Execute the following commands to perform integration using SSL strategies:
# Integration with SSL strategies
CUDA_VISIBLE_DEVICES=0 python MINERVA/run.py --task dm_sub10 --pretext mask
CUDA_VISIBLE_DEVICES=0 python MINERVA/run.py --task sln_sub10 --pretext mask noise downsample
# Note: Cell fision strategies require at least 2 batches
CUDA_VISIBLE_DEVICES=0 python MINERVA/run.py --task bmmc_sub10 --pretext mask noise downsample fusion
Trained model states are saved at specified epochs. To obtain the joint low-dimensional representations, intra- and inter-modality imputed expression profiles, and the batch-corrected matrix, run:
python MINERVA/run.py --task dm_sub10 --init_model sp_00000999 --actions predict_all
Two cases are provided:
Case 1: Trained on two batches of SLN datasets, and tested the transfer performance on the remaining batches
This case corresponds to the generalization results in Result 3.
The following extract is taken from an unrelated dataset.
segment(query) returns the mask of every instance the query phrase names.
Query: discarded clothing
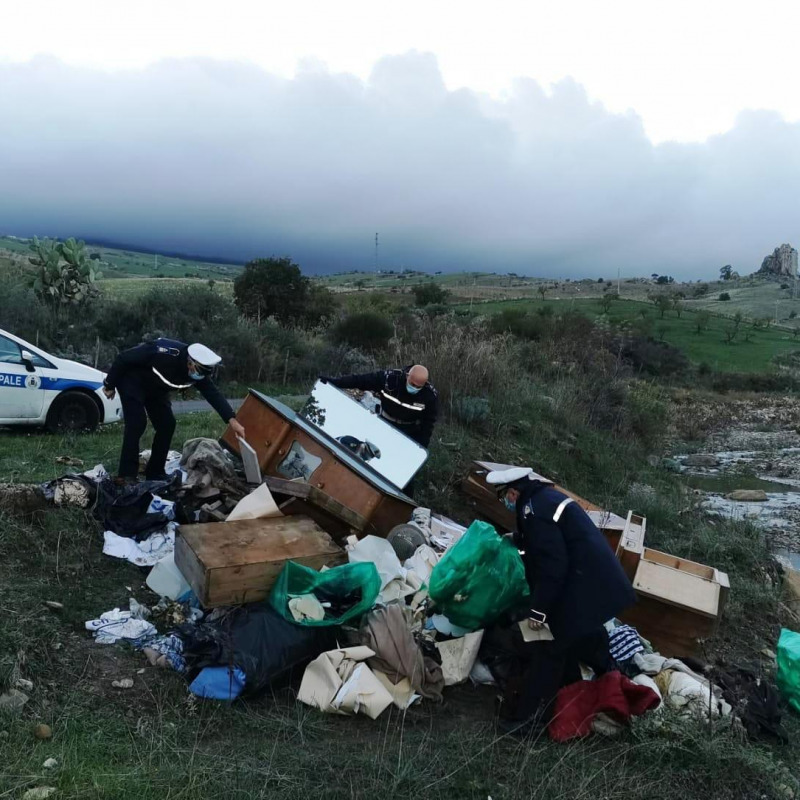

# Split train/test datasets
mkdir -p ./result/preprocess/sln_sub10_train/{train,test}/
for dir in train test; do
ln -sf ../../sln_sub10/feat ./result/preprocess/sln_sub10_train/$dir/
done
for i in 2 3; do
ln -sf ../../sln_sub10/subset_$i ./result/preprocess/sln_sub10_train/train/subset_$((i-2))
done
ln -sf ../../sln_sub10/subset_{0,1} ./result/preprocess/sln_sub10_train/test/
# Train model
CUDA_VISIBLE_DEVICES=0 python MINERVA/run.py --task sln_sub10_train --pretext mask noise downsample --use_shm 2
# Transfer to unseen batches
python MINERVA/run.py --task sln_sub10_transfer --ref sln_sub10_train --rf_experiment e0 \
--experiment transfer --init_model sp_latest --init_from_ref 1 --action predict_all --use_shm 3
This case corresponds to Result 5.
# Reference atlas construction
CUDA_VISIBLE_DEVICES=0 python MINERVA/run.py --task imc_ref --pretext mask noise downsample fusion --use_shm 2
# Knowledge transfer to cross-tissues queries
python MINERVA/run.py --task imc_query --ref imc_ref --rf_experiment e0 \
--experiment transfer --init_model sp_latest --init_from_ref 1 --action predict_all --use_shm 3
The output from both scenarios includes:
- Input reconstructions
- Batch-corrected expression profiles
- Imputed matrices
- Cross-modality expression translations
- 34-dimensional joint embeddings
- First 32 dimensions: Biological state
- Last 2 dimensions: Technical bias
These embeddings can be imported using Python ("pd.read_csv") or R ("read.csv") to compute neighborhood graphs and perform clustering with Anndata or Seurat.
Example output paths: dm_sub10/e0/default/predict/sp_latest/subset_0/{z,x_impu,x_bc,x_trans}
Quantitative evaluation scripts:
# Batch correction & biological conservation
python Evaluation/benchmark_batch_bio.py
# Modality alignment assessment
python Evaluation/benchmark_mod.py
# Comprehensive metric aggregation
python Evaluation/combine_metrics.py
Argument | Description | Options |
---|---|---|
--pretext |
SSL strategies | mask , noise , downsample , fusion |
--use_shm |
Datasets partition mode | 1 (all), 2 (train), 3 (test) |
--actions |
Post-training operations | predict_all , predict_joint , etc. |
Full options:
python MINERVA/run.py -h
This project is licensed under the MIT License - see the LICENSE file for details.